Under section 1203.2, subdivision (a), a trial court may revoke probation after proper notice and a hearing "if the interests of justice so require and the court, in its judgment, has reason to believe from the report of the probation . . . officer or otherwise that the person has violated any of the conditions of his or her supervision." The determination whether to revoke probation involves (1) the factual question of whether the probationer has violated a probation condition and (2) a discretionary determination of whether the violation justifies revocation, modification, or continuance of probation. (Black v. Romano (1985) 471 U.S. 606, 611; § 1203.2, subd. (b)(1).) Although we generally review decisions on probation-revocation motions with "great deference" to the trial court (People v. Urke (2011) 197 Cal.App.4th 766, 773), the issue here, whether the trial court could validly find a probation violation based on Bouchafra's failure to comply with the travel-authorization requirement, is a primarily legal question that we review de novo. (See People v. Stanphill (2009) 170 Cal.App.4th 61, 78.)

Bouchafra contends that the travel-authorization requirement is unconstitutionally vague because he had no notice that his failure to comply with it could result in a finding that he violated probation. "[T]he underpinning of a vagueness challenge is the due process concept of 'fair warning,' " which encompasses the " 'concepts of preventing arbitrary law enforcement and providing adequate notice to potential offenders.' " (In re Sheena K. (2007) 40 Cal.4th 875, 890.) In contrast to the typical vagueness claim, which focuses on the language of the challenged probation condition itself, Bouchafra's claim is not that the probation department's policy was unclear or that he lacked notice of it. Instead, his claim is that because the trial court did not order it as an express condition of his probation, he lacked notice that it was binding.

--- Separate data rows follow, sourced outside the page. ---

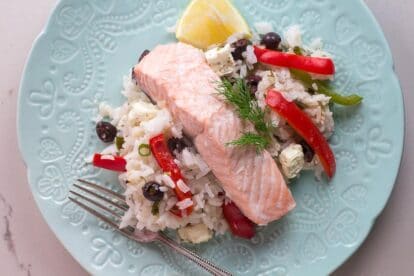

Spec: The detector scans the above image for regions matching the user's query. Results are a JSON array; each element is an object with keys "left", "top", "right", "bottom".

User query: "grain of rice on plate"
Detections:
[{"left": 96, "top": 24, "right": 337, "bottom": 243}]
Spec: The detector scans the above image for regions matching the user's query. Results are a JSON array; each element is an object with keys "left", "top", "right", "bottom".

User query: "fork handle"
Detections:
[{"left": 156, "top": 234, "right": 233, "bottom": 276}]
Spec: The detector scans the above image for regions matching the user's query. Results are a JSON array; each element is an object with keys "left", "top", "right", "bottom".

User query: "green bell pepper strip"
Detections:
[{"left": 289, "top": 69, "right": 363, "bottom": 106}]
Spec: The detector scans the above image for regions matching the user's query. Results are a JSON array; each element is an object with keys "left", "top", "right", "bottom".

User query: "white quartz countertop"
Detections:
[{"left": 0, "top": 0, "right": 413, "bottom": 275}]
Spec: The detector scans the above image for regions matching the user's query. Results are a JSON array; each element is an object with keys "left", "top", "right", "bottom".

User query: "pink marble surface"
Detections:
[{"left": 1, "top": 0, "right": 412, "bottom": 275}]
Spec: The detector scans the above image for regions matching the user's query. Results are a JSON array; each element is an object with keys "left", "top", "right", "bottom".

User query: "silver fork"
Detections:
[{"left": 69, "top": 179, "right": 232, "bottom": 276}]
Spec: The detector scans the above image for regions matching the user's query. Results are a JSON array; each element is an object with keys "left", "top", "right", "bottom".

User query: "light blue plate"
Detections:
[{"left": 17, "top": 0, "right": 404, "bottom": 275}]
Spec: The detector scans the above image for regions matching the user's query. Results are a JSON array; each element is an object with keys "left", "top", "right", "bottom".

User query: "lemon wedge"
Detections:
[{"left": 176, "top": 0, "right": 251, "bottom": 49}]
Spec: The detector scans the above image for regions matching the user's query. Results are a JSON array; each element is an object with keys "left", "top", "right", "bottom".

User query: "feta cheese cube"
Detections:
[
  {"left": 205, "top": 44, "right": 235, "bottom": 76},
  {"left": 279, "top": 144, "right": 305, "bottom": 179},
  {"left": 178, "top": 223, "right": 213, "bottom": 244}
]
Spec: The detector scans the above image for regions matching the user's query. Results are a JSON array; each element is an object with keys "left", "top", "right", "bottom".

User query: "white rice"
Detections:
[
  {"left": 99, "top": 23, "right": 337, "bottom": 242},
  {"left": 177, "top": 179, "right": 190, "bottom": 193},
  {"left": 204, "top": 182, "right": 215, "bottom": 198},
  {"left": 254, "top": 67, "right": 334, "bottom": 139},
  {"left": 100, "top": 75, "right": 228, "bottom": 236},
  {"left": 245, "top": 45, "right": 258, "bottom": 67},
  {"left": 177, "top": 198, "right": 194, "bottom": 210},
  {"left": 161, "top": 174, "right": 176, "bottom": 188}
]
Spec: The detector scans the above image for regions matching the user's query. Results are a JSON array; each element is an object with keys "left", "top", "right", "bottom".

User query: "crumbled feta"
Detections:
[
  {"left": 279, "top": 144, "right": 305, "bottom": 179},
  {"left": 205, "top": 44, "right": 235, "bottom": 76},
  {"left": 178, "top": 224, "right": 213, "bottom": 244}
]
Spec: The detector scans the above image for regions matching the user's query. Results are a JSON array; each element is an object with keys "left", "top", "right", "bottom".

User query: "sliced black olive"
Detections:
[
  {"left": 96, "top": 121, "right": 117, "bottom": 143},
  {"left": 142, "top": 181, "right": 164, "bottom": 202},
  {"left": 261, "top": 32, "right": 282, "bottom": 50},
  {"left": 246, "top": 75, "right": 262, "bottom": 94},
  {"left": 167, "top": 136, "right": 192, "bottom": 155},
  {"left": 299, "top": 140, "right": 315, "bottom": 162},
  {"left": 307, "top": 87, "right": 316, "bottom": 95},
  {"left": 231, "top": 39, "right": 251, "bottom": 60}
]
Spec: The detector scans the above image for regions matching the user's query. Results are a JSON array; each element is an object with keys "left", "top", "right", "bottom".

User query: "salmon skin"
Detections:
[{"left": 134, "top": 43, "right": 295, "bottom": 225}]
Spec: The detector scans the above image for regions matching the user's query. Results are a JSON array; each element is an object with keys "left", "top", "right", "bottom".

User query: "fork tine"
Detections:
[
  {"left": 69, "top": 190, "right": 123, "bottom": 219},
  {"left": 73, "top": 183, "right": 128, "bottom": 212},
  {"left": 69, "top": 197, "right": 133, "bottom": 238},
  {"left": 77, "top": 179, "right": 126, "bottom": 202}
]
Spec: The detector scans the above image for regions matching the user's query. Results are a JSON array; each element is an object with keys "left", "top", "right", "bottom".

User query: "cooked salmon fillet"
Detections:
[{"left": 134, "top": 43, "right": 295, "bottom": 225}]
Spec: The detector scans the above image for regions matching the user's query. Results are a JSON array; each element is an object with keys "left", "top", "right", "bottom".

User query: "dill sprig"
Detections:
[
  {"left": 226, "top": 133, "right": 269, "bottom": 153},
  {"left": 218, "top": 78, "right": 271, "bottom": 134},
  {"left": 218, "top": 78, "right": 272, "bottom": 152}
]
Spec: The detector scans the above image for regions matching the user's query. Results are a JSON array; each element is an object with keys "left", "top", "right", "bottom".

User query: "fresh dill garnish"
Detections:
[
  {"left": 218, "top": 78, "right": 271, "bottom": 134},
  {"left": 217, "top": 78, "right": 273, "bottom": 152},
  {"left": 226, "top": 133, "right": 269, "bottom": 153}
]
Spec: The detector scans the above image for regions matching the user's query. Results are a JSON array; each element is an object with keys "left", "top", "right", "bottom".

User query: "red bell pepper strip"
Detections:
[
  {"left": 254, "top": 46, "right": 268, "bottom": 59},
  {"left": 93, "top": 153, "right": 127, "bottom": 172},
  {"left": 223, "top": 201, "right": 255, "bottom": 239},
  {"left": 266, "top": 90, "right": 336, "bottom": 178},
  {"left": 254, "top": 46, "right": 335, "bottom": 75},
  {"left": 149, "top": 134, "right": 193, "bottom": 216}
]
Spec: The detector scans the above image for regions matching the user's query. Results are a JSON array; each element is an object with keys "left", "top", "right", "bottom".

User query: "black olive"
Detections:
[
  {"left": 167, "top": 137, "right": 188, "bottom": 154},
  {"left": 142, "top": 182, "right": 164, "bottom": 202},
  {"left": 138, "top": 49, "right": 150, "bottom": 62},
  {"left": 246, "top": 75, "right": 262, "bottom": 94},
  {"left": 231, "top": 39, "right": 251, "bottom": 60},
  {"left": 96, "top": 121, "right": 117, "bottom": 143},
  {"left": 299, "top": 140, "right": 315, "bottom": 162},
  {"left": 261, "top": 32, "right": 282, "bottom": 50},
  {"left": 307, "top": 87, "right": 316, "bottom": 95}
]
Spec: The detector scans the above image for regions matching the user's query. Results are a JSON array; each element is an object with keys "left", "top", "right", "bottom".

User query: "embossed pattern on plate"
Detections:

We agree that the travel-authorization requirement could not support a probation violation. Consistent with the understanding of the parties and the trial court, there is no basis to conclude that the requirement became a probation condition by virtue of the court's indications to Bouchafra at various hearings that he should get permission from his probation officer before traveling outside the county. Under section 1203.3, a court has "authority at any time during the term of probation to revoke, modify, or change its order of suspension or execution of sentence" (§ 1203.3, subd. (a)), and probation may be modified even if a defendant has not violated his or her existing conditions of probation. (People v. Cookson (1991) 54 Cal.3d 1091, 1100.) Before a new probation condition is imposed, however, notice must be given and a hearing must be held. (§ 1203.3, subd. (b)(1)-(2); see also § 1203.2, subds. (a) & (b).) Here, there is no indication that the court ever gave notice that it intended to impose the requirement as a probation condition, and there was never a hearing on the matter. Indeed, in finding that Bouchafra had violated probation, the court itself characterized the requirement as an "implicit" condition.

Nor was the travel-authorization requirement a binding term of probation by virtue of its being a directive of the probation department. It is true that "[p]robation officers have wide discretion to enforce court-ordered conditions, and directives to the probationer will not require prior court approval if they are reasonably related to previously imposed terms." (In re Pedro Q. (1989) 209 Cal.App.3d 1368, 1373 (Pedro Q.); accord People v. O'Neil (2008) 165 Cal.App.4th 1351, 1358.) So long as a directive of the probation department is a "derivative order that flowed logically from a general term, such as an order to 'violate no laws,' " as opposed to "an altogether new term," it can support a probation violation. (Pedro Q., at pp. 1371-1373.) As we shall explain, the travel-authorization requirement is not reasonably related to any of Bouchafra's probation conditions under Pedro Q.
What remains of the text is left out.